JetBlue’s strategies for 2008 & beyond and likelihood of success.
In 2008, JetBlue implementation of new strategies to re-evaluate the way their assets, was used to reduce capacity, cut costs, raise fares, growth in select markets, providing services for business travel, form strategic partnerships , and increase revenue side. JetBlue formed an alliance with Lufthansa to enable the company to use its terminals at JFK and signed a contract with Continental to offer LiveTV (Thompson et al, 2010). JetBlue capacity with no aircraft sales and reduce costs of delays in the delivery of 21 new aircraft (Thompson reduced
Et al, 2010). Their plane cut rates, service in some cities to suspend, and cancel plans to reduce service costs. After selecting Orlando to become the target market,
They then raised the price – but less than the fare rivals. In addition, they provided incentives to corporate travelers, the agreement with Expedia for leisure travelers and enter
Travelocity Business customers, and Aer Lingus expand their recruitment on an international level. To generate revenue, JetBlue created new costs, including fees for second bags and choose seats.
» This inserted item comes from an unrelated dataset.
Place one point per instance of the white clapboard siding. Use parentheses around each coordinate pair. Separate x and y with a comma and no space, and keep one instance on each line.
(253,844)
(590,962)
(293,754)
Even with this strategy, airline financial performance shows that they are falling short of expectations during the first six months of 2008 (Thompson et al, 2010).
However, in 2009 was successful for JetBlue. The company reported one of the few to four quarters of consecutive profitability this year (JetBlue, 2010) was. Improvement over the $ 140,000,000 compared to 2008 – net income of $ 58,000,000 with operating margins of 8.5% was generated. They are also one of the strongest liquidity positions in the airline industry than the United States is our income. In addition, JetBlue created a positive free cash flow for the first time in history. According to JetBlue 2009 Annual Report, the results show the benefits of Order Growth Strategy JetBlue, its focus on managing capital expenditures, to justify the capacity, to maximize revenue and control costs. Given that the company succeeded in challenging times, it is likely that strategies and cash-rich companies will be lifetime positions in long term
Conclusion
The purpose of this report to review the business strategy is JetBlue. Trends in the United States airline industry influence crude oil prices, shortage of pilots and 9 / 11 airline security measures. In general, the process, along with a weak economy, caused airlines struggle to survive. JetBlue is humans by focusing on bringing low-fare air travel remains. They offer value, customer service, and unique additional customers are concentrated. Employee training and corporate culture strong benefit. Business benefits from measures to reduce costs and form partnerships are beneficial. Currently, JetBlue financial reports showed that the company outperforming its competitors in the manufacturing recession is very likely the company managed more than.